Occurrence of anomalous diffusion and non-local response in highly-scattering acoustic periodic media

Abstract

We investigate the occurrence of anomalous diffusive transport associated with acoustic wave fields propagating through highly-scattering periodic media. Previous studies had correlated the occurrence of anomalous diffusion to either the random properties of the scattering medium or to the presence of localized disorder. In this study, we show that anomalous diffusive transport can occur also in perfectly periodic media and in the absence of disorder. The analysis of the fundamental physical mechanism leading to this unexpected behavior is performed via a combination of deterministic, stochastic, and fractional-order models in order to capture and illustrate the different elements contributing to this phenomenon.

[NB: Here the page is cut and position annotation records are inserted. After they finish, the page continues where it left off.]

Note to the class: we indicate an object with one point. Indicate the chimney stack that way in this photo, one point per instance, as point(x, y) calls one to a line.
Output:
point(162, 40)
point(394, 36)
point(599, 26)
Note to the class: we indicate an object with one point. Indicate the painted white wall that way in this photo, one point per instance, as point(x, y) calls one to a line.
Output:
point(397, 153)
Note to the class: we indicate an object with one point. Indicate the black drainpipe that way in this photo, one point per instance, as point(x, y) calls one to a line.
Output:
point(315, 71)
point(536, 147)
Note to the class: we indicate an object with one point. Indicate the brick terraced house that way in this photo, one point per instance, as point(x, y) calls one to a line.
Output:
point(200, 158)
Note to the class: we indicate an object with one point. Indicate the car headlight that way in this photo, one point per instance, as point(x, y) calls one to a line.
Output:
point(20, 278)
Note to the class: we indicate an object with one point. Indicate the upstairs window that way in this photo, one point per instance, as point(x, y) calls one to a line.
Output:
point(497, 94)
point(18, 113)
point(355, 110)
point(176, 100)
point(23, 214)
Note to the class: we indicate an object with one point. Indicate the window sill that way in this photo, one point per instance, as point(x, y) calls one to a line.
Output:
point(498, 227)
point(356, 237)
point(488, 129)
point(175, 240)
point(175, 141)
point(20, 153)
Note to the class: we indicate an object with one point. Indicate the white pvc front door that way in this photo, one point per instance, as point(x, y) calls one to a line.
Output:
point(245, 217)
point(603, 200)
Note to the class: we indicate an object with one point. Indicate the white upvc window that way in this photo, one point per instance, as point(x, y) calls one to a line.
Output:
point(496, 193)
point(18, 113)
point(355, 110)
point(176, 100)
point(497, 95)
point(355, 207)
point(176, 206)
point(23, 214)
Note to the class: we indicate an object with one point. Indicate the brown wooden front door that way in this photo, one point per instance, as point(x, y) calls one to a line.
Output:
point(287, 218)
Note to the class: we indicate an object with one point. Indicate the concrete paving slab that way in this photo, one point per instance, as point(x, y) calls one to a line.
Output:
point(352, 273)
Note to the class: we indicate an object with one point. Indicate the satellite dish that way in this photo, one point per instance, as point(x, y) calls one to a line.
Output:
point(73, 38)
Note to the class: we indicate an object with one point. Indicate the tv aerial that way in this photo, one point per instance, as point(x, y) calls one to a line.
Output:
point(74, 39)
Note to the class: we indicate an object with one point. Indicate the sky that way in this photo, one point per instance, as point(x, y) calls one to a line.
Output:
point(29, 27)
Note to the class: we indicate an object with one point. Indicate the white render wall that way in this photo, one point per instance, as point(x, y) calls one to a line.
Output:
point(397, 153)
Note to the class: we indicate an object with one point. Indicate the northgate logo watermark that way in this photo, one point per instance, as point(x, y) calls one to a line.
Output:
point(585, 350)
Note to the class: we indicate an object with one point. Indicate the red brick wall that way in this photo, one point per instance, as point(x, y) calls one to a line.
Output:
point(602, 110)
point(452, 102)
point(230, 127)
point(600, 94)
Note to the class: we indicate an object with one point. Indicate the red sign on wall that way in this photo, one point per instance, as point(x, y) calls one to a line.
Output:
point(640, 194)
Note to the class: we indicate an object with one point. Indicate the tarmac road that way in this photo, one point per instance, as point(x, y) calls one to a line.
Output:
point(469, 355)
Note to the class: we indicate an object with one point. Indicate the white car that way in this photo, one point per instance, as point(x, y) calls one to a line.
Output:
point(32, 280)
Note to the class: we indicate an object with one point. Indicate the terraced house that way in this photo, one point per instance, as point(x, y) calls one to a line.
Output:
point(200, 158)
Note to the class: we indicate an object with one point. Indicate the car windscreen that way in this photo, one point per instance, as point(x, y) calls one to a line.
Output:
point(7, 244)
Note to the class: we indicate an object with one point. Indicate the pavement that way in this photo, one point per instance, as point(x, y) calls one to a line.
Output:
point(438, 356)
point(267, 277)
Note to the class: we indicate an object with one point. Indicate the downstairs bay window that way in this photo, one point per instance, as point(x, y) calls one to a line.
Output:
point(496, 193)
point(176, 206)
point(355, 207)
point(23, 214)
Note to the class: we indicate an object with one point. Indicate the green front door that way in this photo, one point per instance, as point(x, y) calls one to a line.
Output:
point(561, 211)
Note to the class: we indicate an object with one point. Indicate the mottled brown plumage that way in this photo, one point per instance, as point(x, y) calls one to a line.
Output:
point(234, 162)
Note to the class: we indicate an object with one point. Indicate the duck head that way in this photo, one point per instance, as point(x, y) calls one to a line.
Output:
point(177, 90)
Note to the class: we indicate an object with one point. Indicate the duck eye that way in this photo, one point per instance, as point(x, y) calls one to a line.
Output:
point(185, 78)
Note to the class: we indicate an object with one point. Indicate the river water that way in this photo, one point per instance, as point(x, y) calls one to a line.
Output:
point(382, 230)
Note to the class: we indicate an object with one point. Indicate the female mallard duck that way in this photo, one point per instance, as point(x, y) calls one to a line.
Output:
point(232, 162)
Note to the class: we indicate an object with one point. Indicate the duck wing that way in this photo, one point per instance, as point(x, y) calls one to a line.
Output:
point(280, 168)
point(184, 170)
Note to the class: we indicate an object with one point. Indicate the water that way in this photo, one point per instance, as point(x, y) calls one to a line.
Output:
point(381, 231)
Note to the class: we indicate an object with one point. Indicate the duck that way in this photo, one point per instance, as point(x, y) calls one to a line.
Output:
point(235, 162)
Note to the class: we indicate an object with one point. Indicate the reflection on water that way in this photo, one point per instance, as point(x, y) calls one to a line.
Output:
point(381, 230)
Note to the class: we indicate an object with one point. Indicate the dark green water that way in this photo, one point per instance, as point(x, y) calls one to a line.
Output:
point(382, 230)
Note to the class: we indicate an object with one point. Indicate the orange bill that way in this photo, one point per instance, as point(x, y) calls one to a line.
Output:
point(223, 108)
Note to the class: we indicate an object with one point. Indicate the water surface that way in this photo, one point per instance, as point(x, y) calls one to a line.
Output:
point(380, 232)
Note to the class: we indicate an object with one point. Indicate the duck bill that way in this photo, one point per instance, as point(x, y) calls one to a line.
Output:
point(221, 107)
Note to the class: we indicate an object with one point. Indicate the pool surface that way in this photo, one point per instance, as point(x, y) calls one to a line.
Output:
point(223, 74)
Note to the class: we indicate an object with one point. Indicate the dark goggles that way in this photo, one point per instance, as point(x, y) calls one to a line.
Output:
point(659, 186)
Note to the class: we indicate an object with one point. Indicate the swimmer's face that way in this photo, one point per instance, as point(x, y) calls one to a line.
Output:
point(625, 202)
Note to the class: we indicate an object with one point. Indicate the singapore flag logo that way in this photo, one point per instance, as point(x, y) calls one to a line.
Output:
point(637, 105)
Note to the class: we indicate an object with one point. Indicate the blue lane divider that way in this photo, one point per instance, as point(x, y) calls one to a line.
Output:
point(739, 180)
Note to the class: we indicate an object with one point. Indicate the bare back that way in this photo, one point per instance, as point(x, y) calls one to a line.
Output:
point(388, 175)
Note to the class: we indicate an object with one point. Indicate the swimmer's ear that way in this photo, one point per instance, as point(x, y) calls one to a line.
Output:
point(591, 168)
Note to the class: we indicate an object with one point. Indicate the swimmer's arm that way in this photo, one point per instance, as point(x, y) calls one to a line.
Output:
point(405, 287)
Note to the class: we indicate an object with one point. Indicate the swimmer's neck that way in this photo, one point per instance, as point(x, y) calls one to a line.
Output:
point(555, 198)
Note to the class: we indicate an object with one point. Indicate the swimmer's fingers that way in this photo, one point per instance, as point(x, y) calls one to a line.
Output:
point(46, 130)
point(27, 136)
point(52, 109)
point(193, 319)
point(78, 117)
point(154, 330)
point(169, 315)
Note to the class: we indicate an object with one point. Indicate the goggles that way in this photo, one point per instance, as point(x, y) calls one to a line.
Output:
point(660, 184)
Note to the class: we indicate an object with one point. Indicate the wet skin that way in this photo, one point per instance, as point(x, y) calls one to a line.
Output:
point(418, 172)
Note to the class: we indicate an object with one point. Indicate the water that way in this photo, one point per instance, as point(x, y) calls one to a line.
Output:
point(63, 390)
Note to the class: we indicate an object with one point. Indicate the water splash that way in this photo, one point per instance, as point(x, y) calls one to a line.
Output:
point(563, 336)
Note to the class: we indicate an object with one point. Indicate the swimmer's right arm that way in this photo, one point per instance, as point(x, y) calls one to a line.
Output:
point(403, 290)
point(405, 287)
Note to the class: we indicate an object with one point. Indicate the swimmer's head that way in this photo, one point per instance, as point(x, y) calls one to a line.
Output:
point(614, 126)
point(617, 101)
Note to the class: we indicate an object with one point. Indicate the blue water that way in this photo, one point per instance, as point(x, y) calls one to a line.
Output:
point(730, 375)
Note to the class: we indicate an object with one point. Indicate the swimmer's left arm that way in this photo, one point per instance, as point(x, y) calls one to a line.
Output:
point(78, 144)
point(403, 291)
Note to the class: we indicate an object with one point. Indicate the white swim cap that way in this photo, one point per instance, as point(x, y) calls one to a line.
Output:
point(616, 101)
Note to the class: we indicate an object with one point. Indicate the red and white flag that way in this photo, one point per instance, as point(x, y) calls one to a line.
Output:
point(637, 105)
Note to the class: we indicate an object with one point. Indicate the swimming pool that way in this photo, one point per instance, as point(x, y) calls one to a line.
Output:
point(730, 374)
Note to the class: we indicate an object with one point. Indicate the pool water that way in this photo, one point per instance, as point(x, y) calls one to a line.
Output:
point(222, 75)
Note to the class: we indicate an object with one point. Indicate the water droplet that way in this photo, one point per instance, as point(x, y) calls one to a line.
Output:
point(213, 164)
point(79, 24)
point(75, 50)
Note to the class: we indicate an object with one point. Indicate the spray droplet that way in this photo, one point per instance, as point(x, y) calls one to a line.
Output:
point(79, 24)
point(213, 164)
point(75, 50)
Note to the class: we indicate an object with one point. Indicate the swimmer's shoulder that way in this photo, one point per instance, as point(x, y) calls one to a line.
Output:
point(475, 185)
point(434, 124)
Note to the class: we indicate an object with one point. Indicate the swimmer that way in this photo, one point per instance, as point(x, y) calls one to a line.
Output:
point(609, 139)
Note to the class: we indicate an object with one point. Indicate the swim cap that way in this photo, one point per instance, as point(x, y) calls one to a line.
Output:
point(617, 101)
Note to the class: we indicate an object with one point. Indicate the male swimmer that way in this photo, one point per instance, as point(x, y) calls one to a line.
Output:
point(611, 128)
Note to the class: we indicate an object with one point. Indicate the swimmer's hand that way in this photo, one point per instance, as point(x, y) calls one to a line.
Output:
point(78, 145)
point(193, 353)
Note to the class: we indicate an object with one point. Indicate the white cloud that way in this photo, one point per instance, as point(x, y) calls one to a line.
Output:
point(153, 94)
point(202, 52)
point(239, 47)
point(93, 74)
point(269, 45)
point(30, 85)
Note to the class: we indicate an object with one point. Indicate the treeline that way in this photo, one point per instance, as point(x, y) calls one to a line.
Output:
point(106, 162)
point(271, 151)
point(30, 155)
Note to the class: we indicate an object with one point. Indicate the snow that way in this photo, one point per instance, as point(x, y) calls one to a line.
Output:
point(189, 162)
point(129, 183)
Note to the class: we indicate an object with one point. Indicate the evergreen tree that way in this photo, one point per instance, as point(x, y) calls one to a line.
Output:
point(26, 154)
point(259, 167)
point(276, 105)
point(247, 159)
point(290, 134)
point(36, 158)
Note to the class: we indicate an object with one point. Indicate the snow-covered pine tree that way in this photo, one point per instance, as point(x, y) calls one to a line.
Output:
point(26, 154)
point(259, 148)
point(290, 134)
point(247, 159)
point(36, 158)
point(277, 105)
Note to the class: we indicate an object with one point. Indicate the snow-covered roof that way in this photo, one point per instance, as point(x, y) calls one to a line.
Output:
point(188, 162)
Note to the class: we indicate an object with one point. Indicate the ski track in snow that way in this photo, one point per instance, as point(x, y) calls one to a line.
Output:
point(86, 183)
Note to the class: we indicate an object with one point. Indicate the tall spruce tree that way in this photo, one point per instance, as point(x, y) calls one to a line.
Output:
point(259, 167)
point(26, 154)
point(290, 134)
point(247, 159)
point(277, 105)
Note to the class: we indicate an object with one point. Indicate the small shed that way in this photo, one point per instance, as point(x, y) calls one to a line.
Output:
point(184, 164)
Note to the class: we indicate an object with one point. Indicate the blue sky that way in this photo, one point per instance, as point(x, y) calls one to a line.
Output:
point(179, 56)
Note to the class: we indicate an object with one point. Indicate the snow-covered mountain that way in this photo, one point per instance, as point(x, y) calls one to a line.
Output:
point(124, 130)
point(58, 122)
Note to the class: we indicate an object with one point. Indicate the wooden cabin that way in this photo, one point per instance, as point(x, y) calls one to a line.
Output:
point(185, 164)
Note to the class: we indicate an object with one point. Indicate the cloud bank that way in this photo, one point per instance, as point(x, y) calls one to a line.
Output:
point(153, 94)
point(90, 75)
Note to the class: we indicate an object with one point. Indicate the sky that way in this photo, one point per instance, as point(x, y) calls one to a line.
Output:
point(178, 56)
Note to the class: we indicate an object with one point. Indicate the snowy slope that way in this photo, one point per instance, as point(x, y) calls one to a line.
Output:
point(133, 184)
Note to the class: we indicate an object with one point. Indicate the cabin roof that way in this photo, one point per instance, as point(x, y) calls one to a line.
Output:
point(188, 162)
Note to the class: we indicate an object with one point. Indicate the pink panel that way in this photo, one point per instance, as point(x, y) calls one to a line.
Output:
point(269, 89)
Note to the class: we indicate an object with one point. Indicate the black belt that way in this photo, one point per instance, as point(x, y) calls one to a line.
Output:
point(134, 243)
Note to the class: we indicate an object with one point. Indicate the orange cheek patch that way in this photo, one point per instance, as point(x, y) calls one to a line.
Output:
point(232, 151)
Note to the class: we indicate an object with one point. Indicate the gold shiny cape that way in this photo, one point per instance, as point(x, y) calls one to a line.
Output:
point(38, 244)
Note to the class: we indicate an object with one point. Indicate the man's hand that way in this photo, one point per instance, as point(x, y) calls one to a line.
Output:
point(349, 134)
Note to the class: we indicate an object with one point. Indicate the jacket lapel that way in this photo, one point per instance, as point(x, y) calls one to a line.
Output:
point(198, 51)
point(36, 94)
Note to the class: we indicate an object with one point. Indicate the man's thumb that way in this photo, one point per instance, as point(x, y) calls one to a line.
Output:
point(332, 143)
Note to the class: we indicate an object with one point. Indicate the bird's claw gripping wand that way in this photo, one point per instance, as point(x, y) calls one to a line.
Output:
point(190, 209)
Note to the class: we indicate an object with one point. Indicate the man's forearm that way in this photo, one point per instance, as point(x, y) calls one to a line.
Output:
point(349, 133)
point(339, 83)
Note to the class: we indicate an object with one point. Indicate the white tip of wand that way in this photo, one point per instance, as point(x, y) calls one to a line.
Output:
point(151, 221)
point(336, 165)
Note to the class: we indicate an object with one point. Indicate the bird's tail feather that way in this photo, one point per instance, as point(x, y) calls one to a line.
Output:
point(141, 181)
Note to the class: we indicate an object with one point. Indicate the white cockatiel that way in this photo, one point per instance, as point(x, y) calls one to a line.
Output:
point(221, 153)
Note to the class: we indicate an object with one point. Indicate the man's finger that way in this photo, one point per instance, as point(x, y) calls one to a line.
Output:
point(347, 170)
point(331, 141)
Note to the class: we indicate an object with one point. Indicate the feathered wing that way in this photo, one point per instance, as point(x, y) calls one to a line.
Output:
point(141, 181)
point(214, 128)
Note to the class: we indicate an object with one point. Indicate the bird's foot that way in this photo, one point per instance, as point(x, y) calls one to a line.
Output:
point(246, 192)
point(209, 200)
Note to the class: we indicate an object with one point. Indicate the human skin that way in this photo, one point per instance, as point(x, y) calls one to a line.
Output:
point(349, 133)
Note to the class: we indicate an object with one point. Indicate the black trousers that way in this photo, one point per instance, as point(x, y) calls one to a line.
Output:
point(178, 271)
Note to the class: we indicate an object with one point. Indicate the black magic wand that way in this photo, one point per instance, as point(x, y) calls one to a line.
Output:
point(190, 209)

Results indicate that the anomalous transport can indeed occur in perfectly periodic media when the dispersion behavior is characterized by anisotropic (partial) bandgaps. In selected frequency ranges, the propagation of acoustic waves not only becomes diffusive but its intensity distribution acquires a distinctive Lévy α-stable profile having pronounced heavy-tails. In these ranges, the acoustic transport in the medium occurs according to a hybrid transport mechanism which is simultaneously propagating and anomalously diffusive. We show that such behavior is well captured by a fractional diffusive transport model whose order can be obtained by the analysis of the heavy tails.